DISCLAIMER
This procedure is unsupported by Replicated Support and only to be followed by knowledgeable experts. It solely serves as advice on how to perform a specific Linux/Kubernetes base technology task
If you realize that your Kubernetes clusters volumes have ran out of diskspace and pods might even be crashlooping because of this, causing an outage, then resizing your Ceph volumes is the way to fix this.
How-To
A note of importance before starting with tasks like the following is to be sure you have a proper backup or snapshot of the environment. Should anything fail or become unavailable.

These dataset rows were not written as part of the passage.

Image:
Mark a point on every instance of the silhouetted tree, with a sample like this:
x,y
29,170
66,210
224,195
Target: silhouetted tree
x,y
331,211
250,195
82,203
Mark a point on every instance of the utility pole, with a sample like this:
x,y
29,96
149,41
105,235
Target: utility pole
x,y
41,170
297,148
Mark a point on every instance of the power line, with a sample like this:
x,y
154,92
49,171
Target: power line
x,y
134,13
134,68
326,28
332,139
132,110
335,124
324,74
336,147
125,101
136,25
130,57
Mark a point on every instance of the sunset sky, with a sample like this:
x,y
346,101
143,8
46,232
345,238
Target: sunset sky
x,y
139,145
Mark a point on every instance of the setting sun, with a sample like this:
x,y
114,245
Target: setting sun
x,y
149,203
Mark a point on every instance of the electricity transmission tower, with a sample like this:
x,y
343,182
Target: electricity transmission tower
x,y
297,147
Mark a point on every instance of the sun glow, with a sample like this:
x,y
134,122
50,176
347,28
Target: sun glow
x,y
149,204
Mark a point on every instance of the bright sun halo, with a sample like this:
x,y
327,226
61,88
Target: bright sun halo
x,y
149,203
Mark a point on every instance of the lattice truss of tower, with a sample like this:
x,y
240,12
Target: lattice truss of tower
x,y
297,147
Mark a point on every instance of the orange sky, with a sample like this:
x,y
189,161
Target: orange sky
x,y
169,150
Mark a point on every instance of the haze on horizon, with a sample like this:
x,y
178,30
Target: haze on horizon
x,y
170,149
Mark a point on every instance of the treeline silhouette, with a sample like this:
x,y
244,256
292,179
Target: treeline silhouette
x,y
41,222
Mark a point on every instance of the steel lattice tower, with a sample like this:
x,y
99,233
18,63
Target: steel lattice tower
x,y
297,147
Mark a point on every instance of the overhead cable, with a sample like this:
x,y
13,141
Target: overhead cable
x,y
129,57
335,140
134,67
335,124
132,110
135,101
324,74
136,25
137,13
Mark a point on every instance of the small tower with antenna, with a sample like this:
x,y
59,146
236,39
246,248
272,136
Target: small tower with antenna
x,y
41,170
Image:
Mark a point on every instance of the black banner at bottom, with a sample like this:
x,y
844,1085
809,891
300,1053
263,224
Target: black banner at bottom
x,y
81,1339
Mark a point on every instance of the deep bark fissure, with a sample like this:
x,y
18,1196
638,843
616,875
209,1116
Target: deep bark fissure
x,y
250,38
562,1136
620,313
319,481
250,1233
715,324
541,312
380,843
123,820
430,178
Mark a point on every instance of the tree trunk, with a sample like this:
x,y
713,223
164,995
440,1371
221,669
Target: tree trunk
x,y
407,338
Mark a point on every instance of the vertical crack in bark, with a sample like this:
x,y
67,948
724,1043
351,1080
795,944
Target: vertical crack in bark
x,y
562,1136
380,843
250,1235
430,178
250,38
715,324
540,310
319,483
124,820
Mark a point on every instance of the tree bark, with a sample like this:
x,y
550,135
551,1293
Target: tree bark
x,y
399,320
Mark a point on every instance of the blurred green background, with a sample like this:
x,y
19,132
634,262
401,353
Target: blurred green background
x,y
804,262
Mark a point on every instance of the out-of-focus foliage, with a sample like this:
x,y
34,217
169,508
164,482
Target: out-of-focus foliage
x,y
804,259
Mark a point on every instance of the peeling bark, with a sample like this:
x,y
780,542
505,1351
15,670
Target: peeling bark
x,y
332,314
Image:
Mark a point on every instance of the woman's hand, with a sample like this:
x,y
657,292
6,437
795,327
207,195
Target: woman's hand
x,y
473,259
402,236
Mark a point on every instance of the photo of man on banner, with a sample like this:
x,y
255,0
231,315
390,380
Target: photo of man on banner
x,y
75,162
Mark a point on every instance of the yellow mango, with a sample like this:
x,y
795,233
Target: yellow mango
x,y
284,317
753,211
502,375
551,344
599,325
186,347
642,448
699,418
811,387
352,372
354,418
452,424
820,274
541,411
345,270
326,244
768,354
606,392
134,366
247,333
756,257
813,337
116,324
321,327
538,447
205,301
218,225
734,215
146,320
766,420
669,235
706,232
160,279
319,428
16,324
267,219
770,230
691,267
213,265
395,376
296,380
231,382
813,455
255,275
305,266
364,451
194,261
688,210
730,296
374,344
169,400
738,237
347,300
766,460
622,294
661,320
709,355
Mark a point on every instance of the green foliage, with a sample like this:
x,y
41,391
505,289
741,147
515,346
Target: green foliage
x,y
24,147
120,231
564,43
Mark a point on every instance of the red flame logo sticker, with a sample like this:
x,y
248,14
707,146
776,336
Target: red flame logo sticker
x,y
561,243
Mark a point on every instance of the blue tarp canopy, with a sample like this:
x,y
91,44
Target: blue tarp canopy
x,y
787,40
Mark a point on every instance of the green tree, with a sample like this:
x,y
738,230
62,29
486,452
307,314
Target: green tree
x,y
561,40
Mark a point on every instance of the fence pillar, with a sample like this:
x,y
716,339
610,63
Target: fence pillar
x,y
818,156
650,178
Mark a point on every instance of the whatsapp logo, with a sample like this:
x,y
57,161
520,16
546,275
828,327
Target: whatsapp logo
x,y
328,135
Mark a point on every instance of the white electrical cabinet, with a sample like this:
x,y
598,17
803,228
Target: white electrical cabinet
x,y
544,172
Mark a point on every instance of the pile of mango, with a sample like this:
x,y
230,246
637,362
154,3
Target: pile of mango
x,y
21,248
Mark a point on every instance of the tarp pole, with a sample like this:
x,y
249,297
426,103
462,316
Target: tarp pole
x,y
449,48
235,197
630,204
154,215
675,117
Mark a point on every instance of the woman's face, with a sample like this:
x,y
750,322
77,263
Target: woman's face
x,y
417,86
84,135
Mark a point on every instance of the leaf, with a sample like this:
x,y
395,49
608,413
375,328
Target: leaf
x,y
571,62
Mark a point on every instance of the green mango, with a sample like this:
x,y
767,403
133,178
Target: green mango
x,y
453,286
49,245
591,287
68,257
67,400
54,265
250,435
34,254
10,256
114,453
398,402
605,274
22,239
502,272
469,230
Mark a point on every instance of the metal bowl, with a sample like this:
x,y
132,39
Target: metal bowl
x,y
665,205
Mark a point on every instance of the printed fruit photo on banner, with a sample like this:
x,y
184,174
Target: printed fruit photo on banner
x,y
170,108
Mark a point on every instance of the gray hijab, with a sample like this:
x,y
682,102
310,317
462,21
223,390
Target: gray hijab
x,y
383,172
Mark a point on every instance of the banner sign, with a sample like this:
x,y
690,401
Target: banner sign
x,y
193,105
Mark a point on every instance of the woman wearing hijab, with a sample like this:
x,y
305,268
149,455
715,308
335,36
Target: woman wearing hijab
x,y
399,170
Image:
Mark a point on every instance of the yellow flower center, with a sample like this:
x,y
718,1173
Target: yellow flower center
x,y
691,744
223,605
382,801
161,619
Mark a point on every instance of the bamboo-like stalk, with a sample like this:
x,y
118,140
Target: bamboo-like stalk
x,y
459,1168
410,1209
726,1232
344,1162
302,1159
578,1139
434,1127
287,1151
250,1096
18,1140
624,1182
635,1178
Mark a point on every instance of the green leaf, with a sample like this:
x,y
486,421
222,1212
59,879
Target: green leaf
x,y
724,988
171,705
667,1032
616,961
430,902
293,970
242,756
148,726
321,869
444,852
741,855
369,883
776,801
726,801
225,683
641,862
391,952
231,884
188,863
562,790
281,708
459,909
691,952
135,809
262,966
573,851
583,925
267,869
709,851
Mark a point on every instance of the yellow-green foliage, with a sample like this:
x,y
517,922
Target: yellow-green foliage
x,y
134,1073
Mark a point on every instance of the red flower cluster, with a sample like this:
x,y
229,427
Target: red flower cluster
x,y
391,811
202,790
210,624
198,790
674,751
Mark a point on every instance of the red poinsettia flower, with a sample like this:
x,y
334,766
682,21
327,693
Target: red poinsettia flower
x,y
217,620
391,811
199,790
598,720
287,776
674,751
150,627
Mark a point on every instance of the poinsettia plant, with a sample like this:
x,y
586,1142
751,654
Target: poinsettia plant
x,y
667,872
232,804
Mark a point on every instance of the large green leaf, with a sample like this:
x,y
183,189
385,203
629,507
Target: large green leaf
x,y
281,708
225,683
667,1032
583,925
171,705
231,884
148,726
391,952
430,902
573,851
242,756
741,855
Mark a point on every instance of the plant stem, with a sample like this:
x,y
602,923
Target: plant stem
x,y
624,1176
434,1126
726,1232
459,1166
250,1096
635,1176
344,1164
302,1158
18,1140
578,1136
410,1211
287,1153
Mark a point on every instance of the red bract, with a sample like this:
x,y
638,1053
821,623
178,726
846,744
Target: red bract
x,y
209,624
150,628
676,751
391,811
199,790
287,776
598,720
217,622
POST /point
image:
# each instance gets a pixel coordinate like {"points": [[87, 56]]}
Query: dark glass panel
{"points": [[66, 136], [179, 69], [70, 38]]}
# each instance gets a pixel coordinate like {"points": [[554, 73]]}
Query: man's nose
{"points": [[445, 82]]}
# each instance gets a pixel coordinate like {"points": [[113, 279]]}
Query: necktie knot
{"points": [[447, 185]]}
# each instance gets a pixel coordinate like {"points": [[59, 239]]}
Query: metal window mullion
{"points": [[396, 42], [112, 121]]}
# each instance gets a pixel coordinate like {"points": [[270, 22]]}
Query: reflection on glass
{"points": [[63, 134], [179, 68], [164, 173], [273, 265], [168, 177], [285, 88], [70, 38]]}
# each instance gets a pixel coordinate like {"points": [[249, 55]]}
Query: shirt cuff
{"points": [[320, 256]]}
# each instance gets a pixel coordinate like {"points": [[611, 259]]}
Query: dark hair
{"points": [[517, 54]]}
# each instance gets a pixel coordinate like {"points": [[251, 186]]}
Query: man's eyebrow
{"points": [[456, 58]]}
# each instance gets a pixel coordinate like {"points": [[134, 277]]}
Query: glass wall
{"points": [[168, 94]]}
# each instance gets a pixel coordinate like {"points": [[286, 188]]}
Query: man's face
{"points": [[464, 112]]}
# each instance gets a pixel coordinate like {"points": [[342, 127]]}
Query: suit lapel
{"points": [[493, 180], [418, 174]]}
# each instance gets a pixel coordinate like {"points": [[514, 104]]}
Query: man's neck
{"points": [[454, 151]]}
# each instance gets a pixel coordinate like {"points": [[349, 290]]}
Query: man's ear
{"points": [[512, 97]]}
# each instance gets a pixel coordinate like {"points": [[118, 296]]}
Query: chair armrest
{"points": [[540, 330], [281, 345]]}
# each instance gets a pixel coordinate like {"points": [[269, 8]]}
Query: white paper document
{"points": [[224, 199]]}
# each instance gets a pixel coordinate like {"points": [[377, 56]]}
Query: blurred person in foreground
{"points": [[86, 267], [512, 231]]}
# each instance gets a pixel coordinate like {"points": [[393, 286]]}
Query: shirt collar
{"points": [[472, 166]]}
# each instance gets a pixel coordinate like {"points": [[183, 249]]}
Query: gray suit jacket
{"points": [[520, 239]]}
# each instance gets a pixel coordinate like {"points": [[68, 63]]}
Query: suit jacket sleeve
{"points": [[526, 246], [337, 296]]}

Once you have determined the volume(s) that are in need of a resize and what their desired new size needs to be, make a note of them in your favorite editor and continue with the below steps:
- To determine which volume(s) need to be resized, you can run the following command. This will also allow you to take notes of the volumes for further use in this how-to:
Get an overview of the current persistent volumes by running: cat /etc/mtab | grep pvc
:
# cat /etc/mtab | grep pvc
/dev/rbd0 /var/lib/kubelet/pods/844f4c70-3d8d-4688-872c-c0220c5de54a/volumes/kubernetes.io~csi/pvc-8f9199e9-539e-483e-b2e3-6ebf2098055d/mount ext4 rw,relatime,stripe=16 0 0
/dev/rbd0 /var/lib/kubelet/pods/844f4c70-3d8d-4688-872c-c0220c5de54a/volume-subpaths/pvc-8f9199e9-539e-483e-b2e3-6ebf2098055d/prometheus/2 ext4 rw,relatime,stripe=16 0 0
As this persistent volume is mounted at /dev/rbd0
, check with df
to see how they are used:
df -h /dev/rbd0
# df -h /dev/rbd0
Filesystem Size Used Avail Use% Mounted on
/dev/rbd0 10G 7.7G 2.3G 4% /var/lib/kubelet/pods/844f4c70-3d8d-4688-872c-c0220c5de54a/volume-subpaths/pvc-8f9199e9-539e-483e-b2e3-6ebf2098055d/prometheus/2
This now identifies, that this volume would need to be resized to accomodate future growth.
-
Next, Create a direct mount deployment by running
kubectl apply -f https://raw.githubusercontent.com/rook/rook/v1.5.12/cluster/examples/kubernetes/ceph/direct-mount.yaml
If you are running an airgapped environment, you can achieve the same by performing the following steps:
1a.wget https://raw.githubusercontent.com/rook/rook/v1.5.12/cluster/examples/kubernetes/ceph/direct-mount.yaml
1b.kubectl apply -f direct-mount.yaml
-
Then, we need to find the volume that needs to be mapped by retrieving the CSI Volume information. This can be done by describing the PV as follows:
kubectl describe pv <pv-name> | grep csi-vol
which will then output:# kubectl describe pv pvc-8f9199e9-539e-483e-b2e3-6ebf2098055d | grep csi-vol imageName=csi-vol-aec05168-409f-11ed-b64d-666f68140e1c
-
So, In this example we’ve determined that the CSI volume is:
csi-vol-aec05168-409f-11ed-b64d-666f68140e1c
-
Next, find out what the pod name is for the direct mount pod by running:
# kubectl get pods -n rook-ceph | grep rook-direct-mount
rook-direct-mount-797978954-n9mb5
-
Next, Exec into the direct mount pod by running:
kubectl exec -it rook-direct-mount-797978954-n9mb5 -n rook-ceph -- bash
-
Then, we expand the desired PVC with
rbd --pool=replicapool resize csi-vol-aec05168-409f-11ed-b64d-666f68140e1c --size=20Gb
-
The next step is to map the RBD in the Direct Mount pod -
rbd map replicapool/csi-vol-aec05168-409f-11ed-b64d-666f68140e1c
-
This will also print the new value for
/dev/rbd<N>
that can be used in the next step(s). -
Following up, the rbd now needs to be mounted, so we can resize the filesystem
mount /dev/rbd<N> /mnt
If your volumes have ran out of space and resizing them is a follow up task, you will need to run fsck with fsck /dev/rbd<num>
NOTE: This will allow you to recover, but if fsck is needed, potential data loss may have already occurred.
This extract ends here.